In response to the clarification call from Prime Minister Narendra Modi that wealth creators should not be observed with suspicion and that they should be respected, the tax department adopted a more friendly approach in their dealings with tax advisors.
In order to address complaints of harassment because of the issuance of notices, citations, orders, etc. by certain tax authorities, it was decided that all these orders will be issued through a centralized computer system and will contain a unique document identification generated by computer October 1 Number.
After the sharp cut in the corporate tax rate, there has been a cry for relief in personal income tax.
There is a general expectation that there could be some relief on this front during the Budget to boost consumption.
Although there was a relief given in the provisional Budget in February, it mainly benefited only those whose income was below Rs 5 lakh. It was announced that there will be no fiscal responsibility if the net taxable income does not exceed Rs 5 lakh.
Another relief for the salaried class was the increase in the standard deduction of Rs 10,000 to Rs 50,000 per year. The standard deduction of Rs 40,000 was introduced in the 2018 Budget in lieu of medical reimbursement and transportation allowance.

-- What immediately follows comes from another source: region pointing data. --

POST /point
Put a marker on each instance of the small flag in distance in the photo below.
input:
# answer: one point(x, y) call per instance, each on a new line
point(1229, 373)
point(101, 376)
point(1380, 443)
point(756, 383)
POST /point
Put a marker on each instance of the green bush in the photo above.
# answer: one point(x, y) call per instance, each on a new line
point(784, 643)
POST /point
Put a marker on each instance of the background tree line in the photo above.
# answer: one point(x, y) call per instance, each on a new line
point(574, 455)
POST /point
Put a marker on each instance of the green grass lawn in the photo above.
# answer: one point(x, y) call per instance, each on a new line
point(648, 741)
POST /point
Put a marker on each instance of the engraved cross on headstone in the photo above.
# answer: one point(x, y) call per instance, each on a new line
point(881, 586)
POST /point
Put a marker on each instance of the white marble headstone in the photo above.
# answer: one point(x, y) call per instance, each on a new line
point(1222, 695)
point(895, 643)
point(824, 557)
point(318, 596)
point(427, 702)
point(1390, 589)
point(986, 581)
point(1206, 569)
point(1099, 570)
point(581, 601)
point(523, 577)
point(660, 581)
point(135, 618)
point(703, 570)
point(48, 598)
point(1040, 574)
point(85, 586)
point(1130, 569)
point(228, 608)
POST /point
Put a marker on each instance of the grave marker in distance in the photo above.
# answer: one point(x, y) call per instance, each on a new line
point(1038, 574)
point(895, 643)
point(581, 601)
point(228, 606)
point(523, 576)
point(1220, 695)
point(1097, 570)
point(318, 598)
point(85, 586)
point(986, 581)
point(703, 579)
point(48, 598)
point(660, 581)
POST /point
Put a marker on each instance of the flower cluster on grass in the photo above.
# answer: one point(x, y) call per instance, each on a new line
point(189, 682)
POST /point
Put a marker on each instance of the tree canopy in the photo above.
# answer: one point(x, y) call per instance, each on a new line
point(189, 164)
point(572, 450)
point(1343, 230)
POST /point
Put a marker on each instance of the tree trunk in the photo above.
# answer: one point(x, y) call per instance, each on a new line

With regard to indirect tax, GST remains a concern for several reasons.
According to government data, the collection of the central GST did not reach the estimated budget of almost 40 percent during April-November 2019-20.
The actual collection of CGST during April-November was Rs 3.28.365 crore, while the estimated budget is Rs 5.26 billion rupees for these months.
In another first, the GST Council resorted to voting to decide whether a uniform tax should be applied to the lotteries or if a two-rate system should be followed.
The decisions at the 37 previous meetings of the GST Council, headed by the Minister of Finance of the Union and composed of representatives of all states and UT, were taken unanimously. These included the setting of tax rates on dozens of goods and services, but they had never voted to decide on the issue.
According to Archit Gupta, CEO of Clear Tax, the new GST filing system will become effective as of April 1, 2020. The GST Council may modify the law and regulations to accommodate the new declarations in RET-1 or RET-2 or RET-3 together with annexes in ANX-1 and ANX-2.
The unique invoice reference number assigned to each invoice will help track the goods labeled to that invoice document.
The GST Council along with GSTN should also look for ways to facilitate compliance with small technology-deprived taxpayers, making them self-sufficient, Gupta said.